Applying Complementary Credit Scores to Calculate Aggregate Ranking
Researchers have been improving credit scoring models for decades, as an increase in the predictive ability of scoring even by a small amount can allow financial institutions to avoid significant losses. Many researchers believe that ensembles of classifiers or aggregated scorings are the most effective. However, ensembles outperform base classifiers by thousandths of a percent on unbalanced samples.
This article proposes an aggregated scoring model. In contrast to previous models, its base classifiers are focused on identifying different types of borrowers. We illustrate the effectiveness of such scoring aggregation on real unbalanced data.
As the effectiveness indicator we use the performance measure of the area under the ROC curve. The DeLong, DeLong and Clarke-Pearson test is used to measure the statistical difference between two or more areas. In addition, we apply a logistic model of defaults (logistic regression) to the data of company financial statements. This model is usually used to identify default borrowers. To obtain a scoring aimed at non-default borrowers, we employ a modified Kemeny median, which was initially developed to rank companies with credit ratings. Both scores are aggregated by logistic regression.
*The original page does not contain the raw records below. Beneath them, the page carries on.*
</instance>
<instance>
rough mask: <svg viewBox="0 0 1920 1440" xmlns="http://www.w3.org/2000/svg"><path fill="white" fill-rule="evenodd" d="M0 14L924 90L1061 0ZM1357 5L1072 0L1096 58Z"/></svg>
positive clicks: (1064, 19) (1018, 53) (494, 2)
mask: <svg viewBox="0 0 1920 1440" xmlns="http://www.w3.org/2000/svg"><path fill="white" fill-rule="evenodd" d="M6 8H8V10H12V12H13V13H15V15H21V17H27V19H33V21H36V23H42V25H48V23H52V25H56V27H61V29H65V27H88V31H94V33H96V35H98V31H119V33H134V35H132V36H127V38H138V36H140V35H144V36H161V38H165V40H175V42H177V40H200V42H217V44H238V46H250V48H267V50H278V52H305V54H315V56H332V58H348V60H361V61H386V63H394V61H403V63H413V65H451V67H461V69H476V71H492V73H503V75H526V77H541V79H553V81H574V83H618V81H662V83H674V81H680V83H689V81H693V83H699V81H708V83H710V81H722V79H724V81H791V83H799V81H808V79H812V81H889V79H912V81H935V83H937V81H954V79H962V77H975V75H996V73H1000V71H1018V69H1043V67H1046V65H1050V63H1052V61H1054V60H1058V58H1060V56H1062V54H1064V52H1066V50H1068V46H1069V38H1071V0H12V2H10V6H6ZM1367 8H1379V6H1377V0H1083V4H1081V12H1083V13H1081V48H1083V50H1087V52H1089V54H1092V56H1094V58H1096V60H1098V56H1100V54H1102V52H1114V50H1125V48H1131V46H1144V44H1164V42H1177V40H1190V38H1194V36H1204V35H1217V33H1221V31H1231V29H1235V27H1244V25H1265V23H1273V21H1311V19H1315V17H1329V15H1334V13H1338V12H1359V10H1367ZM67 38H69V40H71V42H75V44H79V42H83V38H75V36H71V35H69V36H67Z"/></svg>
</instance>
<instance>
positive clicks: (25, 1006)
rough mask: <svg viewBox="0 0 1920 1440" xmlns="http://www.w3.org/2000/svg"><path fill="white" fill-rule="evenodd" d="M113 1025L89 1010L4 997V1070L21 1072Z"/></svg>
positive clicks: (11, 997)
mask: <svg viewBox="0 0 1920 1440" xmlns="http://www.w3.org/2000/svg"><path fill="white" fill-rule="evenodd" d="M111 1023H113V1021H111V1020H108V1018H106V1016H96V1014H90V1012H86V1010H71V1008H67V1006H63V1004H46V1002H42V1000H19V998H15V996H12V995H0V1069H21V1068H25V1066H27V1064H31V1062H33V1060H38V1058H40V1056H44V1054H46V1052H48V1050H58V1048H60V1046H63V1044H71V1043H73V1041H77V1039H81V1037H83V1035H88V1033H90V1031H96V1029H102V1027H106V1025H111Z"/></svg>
Our data Russian banks that existed or defaulted between July 1, 2010, and July 1, 2015. This sample of banks is highly unbalanced, with a concentration of defaults of about 5%. The aggregation was carried out for banks with several ratings.
We show that aggregated classifiers based on different types of information significantly improve the discriminatory power of scoring even on an unbalanced sample. Moreover, the absolute value of this improvement surpasses all the values previously obtained from unbalanced samples.
The aggregated scoring and the approach to its construction can be applied by financial institutions to credit risk assessment and as an auxiliary tool in the decision-making process thanks to the relatively high interpretability of the scores.